Accounting and Budgeting

As a system integrator’s business grows to take on more projects, it is important to get a handle on your finances. How is money being allocated and spent? Are the expenses being documented and accounted for?

Chart Your Course

Another basic financial process is defining your ‘Chart of Accounts’. This is a list of well-organized list of ‘accounts’ to which you can assign your financial transactions. For instance:

  • Asset (100s) Resources: cash, building, inventory, receivables
  • Liability (200s) Obligations: payables, loans, accrued interest
  • Equity (300s) Residual assets after deducting liabilities
  • Revenue (400s) Earnings: Sales, service revenue, interest income
  • Expense (500s) Expenditures: bills, rentals, depreciation, insurance

There are lots of examples of Chart of Accounts that you can find by searching the web such as this one by Small Business Notes. If you already have an accounting package, it may have a suggested format as well. After picking one, make sure that the costing codes are well-documented and consistently used, so you can enhance your financial accounting and reporting.

Within Your Budget

Once you have a reliable Chart of Accounts for tracking your expenses, it becomes much easier for you to create and monitor your budget.
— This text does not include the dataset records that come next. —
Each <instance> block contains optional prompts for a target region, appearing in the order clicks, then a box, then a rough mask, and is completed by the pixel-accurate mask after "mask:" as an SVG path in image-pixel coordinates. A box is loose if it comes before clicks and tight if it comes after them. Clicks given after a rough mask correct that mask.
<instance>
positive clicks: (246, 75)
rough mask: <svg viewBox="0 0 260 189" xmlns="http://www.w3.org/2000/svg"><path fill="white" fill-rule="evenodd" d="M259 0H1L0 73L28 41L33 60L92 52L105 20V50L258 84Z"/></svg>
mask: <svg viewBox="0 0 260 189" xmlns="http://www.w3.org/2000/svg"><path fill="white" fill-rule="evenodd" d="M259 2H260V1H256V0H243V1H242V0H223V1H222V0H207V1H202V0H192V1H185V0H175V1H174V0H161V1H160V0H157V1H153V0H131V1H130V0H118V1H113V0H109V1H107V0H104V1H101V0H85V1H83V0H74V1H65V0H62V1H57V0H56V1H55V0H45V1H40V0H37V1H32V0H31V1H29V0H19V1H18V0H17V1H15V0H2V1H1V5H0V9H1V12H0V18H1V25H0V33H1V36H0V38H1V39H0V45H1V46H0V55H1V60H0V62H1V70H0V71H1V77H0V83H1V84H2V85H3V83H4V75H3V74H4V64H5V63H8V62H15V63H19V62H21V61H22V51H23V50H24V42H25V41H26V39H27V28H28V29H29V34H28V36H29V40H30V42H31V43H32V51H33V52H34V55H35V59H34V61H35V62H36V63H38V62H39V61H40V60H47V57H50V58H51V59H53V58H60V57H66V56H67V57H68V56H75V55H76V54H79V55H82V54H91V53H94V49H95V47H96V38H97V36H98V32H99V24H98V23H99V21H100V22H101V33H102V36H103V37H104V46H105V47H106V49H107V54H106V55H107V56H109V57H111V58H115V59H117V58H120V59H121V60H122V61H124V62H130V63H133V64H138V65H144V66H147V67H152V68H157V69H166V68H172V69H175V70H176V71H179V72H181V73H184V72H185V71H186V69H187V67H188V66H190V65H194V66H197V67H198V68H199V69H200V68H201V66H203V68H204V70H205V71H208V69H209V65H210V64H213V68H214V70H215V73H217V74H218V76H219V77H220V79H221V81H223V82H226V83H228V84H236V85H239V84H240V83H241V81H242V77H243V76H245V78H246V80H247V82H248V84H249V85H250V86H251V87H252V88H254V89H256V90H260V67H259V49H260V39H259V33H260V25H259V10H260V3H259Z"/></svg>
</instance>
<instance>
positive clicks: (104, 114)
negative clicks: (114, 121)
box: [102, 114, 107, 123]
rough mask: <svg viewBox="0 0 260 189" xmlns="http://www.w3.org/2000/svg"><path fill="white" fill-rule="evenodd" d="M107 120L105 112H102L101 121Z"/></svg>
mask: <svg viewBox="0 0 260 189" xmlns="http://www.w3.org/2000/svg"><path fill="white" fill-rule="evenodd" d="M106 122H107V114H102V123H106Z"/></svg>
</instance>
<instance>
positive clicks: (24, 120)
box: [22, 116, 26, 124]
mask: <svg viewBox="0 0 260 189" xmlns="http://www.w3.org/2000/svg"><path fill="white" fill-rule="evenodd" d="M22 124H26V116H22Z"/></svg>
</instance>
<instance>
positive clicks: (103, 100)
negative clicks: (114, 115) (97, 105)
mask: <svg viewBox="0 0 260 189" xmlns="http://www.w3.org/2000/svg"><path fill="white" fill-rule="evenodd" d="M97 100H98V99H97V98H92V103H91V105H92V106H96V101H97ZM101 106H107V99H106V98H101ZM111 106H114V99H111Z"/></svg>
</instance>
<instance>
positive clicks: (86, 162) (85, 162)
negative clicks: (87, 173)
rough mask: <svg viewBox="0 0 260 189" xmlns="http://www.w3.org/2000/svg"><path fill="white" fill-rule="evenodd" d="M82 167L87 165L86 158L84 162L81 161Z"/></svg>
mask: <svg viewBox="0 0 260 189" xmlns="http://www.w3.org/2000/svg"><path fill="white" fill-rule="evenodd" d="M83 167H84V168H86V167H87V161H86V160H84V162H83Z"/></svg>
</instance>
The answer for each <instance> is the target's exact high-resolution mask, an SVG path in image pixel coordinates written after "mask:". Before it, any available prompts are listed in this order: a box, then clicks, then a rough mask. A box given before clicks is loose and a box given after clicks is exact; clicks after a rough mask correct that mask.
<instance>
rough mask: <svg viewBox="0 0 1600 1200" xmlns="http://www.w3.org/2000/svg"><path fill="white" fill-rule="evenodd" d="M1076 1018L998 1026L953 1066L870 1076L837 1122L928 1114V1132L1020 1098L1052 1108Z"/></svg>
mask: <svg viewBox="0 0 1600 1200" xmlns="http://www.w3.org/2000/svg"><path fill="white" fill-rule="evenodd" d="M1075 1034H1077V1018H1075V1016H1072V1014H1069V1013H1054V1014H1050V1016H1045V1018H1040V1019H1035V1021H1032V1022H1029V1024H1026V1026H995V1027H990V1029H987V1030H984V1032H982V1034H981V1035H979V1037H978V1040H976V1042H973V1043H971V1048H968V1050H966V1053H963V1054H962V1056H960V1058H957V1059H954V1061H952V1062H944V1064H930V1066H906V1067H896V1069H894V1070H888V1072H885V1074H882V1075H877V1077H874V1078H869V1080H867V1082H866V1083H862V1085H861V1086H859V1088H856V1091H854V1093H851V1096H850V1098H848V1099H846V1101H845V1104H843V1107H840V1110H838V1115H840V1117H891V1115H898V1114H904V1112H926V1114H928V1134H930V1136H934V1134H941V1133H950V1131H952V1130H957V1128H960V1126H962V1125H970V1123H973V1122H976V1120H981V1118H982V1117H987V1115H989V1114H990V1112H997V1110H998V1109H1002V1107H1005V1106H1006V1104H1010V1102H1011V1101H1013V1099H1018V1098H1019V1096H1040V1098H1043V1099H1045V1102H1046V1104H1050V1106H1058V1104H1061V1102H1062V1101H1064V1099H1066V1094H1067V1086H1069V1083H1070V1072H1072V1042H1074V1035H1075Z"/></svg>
This will not only help you to adequately control expenses, but to plan for necessary expenditures.

The budgeting process starts with the defined account codes and allocations for each of those areas, including plans for capital expenditures. Then, monitor the budget on a regular basis and analyze for variances.

Staying In Control

Closely tied to the budgeting process is expense procedures. You should define:

  1. The procurement process including proper authorization, guidelines for expediting items, tracking receipts, ….
  2. Adequate measures for cash control including policies for spending, standard expense forms, ….
  3. Withdrawal policies (e.g. who, how much, what conditions, …) to reduce risk of embezzlement.

I realize that, in small companies, it is easy to say that we trust our employees, but it is still prudent to have reasonable measures to budget for and control expenses.